If it seems ironic that we procrastinate to avoid negative feelings, but end up feeling even worse, that’s because it is. And once again, we have evolution to thank.

Procrastination is a perfect example of present bias, our hard-wired tendency to prioritize short-term needs ahead of long-term ones.

“We really weren’t designed to think ahead into the further future because we needed to focus on providing for ourselves in the here and now,” said psychologist Dr. Hal Hershfield, a professor of marketing at the U.C.L.A. Anderson School of Management.

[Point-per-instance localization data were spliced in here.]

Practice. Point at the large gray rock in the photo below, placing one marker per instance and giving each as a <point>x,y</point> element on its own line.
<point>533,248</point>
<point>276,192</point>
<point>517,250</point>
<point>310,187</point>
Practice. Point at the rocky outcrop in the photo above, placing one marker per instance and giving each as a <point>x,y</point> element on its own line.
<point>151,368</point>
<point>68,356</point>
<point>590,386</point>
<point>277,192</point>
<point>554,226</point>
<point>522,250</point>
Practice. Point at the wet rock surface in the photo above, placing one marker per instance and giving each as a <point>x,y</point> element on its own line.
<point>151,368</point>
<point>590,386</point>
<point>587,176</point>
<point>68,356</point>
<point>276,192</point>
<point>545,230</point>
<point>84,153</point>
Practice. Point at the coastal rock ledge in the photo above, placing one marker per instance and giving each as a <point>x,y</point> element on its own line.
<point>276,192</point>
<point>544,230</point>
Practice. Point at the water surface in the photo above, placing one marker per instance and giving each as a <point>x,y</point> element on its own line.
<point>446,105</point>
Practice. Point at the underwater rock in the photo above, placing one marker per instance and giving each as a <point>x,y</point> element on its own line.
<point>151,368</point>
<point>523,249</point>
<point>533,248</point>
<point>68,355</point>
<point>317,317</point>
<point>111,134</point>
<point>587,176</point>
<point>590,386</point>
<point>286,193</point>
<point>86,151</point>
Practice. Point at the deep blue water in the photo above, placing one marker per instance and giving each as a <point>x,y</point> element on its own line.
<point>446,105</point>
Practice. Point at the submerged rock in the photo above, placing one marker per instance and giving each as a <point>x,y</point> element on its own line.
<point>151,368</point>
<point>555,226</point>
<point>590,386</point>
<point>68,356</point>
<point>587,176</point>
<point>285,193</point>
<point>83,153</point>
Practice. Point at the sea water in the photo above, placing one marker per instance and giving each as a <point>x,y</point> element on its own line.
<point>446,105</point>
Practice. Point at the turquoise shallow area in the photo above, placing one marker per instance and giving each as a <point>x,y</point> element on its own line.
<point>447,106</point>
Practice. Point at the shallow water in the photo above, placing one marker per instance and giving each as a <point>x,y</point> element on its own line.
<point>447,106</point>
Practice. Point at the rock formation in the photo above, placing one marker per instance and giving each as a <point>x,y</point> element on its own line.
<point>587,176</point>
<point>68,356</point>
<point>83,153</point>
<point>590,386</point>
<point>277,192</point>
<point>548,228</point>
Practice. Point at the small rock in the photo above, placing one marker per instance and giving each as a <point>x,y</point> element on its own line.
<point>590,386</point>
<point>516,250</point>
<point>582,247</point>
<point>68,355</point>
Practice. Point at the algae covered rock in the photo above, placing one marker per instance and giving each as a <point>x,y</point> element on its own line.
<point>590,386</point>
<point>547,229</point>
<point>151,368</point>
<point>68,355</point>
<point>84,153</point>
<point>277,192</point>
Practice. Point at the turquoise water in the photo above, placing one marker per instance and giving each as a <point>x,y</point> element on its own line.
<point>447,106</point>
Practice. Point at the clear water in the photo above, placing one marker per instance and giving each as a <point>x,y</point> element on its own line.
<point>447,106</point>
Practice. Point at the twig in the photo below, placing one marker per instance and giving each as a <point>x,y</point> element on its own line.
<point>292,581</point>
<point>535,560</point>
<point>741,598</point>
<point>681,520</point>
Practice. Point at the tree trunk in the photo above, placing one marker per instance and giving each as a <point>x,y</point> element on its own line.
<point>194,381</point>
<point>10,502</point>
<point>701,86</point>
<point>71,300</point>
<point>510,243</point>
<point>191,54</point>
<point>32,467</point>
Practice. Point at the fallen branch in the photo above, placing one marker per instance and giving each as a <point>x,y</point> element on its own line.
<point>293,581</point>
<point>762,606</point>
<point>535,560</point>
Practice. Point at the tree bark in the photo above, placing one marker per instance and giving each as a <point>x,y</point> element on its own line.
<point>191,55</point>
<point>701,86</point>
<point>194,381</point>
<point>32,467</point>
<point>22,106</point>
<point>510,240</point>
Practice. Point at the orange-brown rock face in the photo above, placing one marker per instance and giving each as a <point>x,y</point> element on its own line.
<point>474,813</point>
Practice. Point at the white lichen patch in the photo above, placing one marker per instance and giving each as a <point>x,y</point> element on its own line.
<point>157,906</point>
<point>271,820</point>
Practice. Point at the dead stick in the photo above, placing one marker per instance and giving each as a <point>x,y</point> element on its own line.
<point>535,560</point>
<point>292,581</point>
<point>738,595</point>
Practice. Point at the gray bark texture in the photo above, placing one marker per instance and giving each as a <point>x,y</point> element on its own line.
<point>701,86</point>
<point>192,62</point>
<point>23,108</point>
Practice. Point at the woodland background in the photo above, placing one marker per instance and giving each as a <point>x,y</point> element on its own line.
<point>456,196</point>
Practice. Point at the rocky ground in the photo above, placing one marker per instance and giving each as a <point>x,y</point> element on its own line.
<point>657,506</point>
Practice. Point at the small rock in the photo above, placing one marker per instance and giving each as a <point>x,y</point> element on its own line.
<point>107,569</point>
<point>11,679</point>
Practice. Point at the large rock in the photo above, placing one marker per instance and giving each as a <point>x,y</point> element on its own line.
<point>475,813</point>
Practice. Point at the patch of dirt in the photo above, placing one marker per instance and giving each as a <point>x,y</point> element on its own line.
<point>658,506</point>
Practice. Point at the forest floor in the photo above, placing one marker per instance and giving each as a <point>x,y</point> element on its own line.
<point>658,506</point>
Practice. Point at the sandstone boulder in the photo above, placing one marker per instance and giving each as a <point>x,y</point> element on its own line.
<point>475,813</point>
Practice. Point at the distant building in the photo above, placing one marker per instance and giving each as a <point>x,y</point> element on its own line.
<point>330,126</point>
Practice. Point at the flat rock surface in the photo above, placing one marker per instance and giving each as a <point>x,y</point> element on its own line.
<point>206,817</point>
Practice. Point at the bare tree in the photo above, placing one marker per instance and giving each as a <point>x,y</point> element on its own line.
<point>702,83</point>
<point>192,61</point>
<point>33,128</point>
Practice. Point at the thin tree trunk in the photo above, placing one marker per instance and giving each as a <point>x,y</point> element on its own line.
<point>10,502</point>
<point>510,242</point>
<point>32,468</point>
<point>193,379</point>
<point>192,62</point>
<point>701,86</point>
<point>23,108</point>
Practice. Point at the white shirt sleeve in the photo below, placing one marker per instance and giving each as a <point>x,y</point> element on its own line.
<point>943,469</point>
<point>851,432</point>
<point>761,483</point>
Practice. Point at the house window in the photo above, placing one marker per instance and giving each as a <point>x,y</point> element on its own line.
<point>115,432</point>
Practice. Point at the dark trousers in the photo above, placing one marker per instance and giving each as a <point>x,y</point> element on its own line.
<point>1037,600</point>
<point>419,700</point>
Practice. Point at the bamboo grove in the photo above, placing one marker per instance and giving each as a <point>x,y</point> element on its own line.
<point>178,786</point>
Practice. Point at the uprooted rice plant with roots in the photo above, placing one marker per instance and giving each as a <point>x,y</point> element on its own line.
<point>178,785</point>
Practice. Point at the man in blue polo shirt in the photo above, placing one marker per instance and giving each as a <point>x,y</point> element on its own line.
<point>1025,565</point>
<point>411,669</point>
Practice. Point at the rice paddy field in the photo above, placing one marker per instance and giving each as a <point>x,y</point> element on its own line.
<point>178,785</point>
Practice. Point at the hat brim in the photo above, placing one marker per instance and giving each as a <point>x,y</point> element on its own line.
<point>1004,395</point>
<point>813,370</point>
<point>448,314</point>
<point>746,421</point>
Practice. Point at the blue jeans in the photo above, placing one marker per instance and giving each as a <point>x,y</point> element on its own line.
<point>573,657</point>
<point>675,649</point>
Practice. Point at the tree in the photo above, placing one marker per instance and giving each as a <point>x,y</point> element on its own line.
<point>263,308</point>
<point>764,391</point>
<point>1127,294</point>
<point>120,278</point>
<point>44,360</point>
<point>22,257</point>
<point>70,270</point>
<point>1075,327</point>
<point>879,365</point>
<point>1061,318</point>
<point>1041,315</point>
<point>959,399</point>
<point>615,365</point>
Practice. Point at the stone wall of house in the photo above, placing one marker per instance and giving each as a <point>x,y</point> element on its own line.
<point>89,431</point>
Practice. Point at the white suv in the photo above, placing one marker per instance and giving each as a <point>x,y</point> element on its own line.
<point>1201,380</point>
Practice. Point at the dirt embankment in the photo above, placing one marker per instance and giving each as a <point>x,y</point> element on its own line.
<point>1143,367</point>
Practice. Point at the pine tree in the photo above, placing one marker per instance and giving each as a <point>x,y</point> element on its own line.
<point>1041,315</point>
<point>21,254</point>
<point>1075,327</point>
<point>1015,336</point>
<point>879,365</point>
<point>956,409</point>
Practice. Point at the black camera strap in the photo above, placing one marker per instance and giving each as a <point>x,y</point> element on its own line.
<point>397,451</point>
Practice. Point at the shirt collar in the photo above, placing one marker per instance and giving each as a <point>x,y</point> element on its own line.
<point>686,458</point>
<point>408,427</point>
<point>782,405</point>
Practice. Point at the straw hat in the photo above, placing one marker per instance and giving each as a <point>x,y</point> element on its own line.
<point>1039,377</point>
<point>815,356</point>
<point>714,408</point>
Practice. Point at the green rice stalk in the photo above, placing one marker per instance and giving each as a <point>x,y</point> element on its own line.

Dr. Hershfield’s research has shown that, on a neural level, we perceive our “future selves” more like strangers than as parts of ourselves. When we procrastinate, parts of our brains actually think that the tasks we’re putting off — and the accompanying negative feelings that await us on the other side — are somebody else’s problem.

To make things worse, we’re even less able to make thoughtful, future-oriented decisions in the midst of stress. When faced with a task that makes us feel anxious or insecure, the amygdala — the “threat detector” part of the brain — perceives that task as a genuine threat, in this case to our self-esteem or well-being. Even if we intellectually recognize that putting off the task will create more stress for ourselves in the future, our brains are still wired to be more concerned with removing the threat in the present. Researchers call this “amygdala hijack.”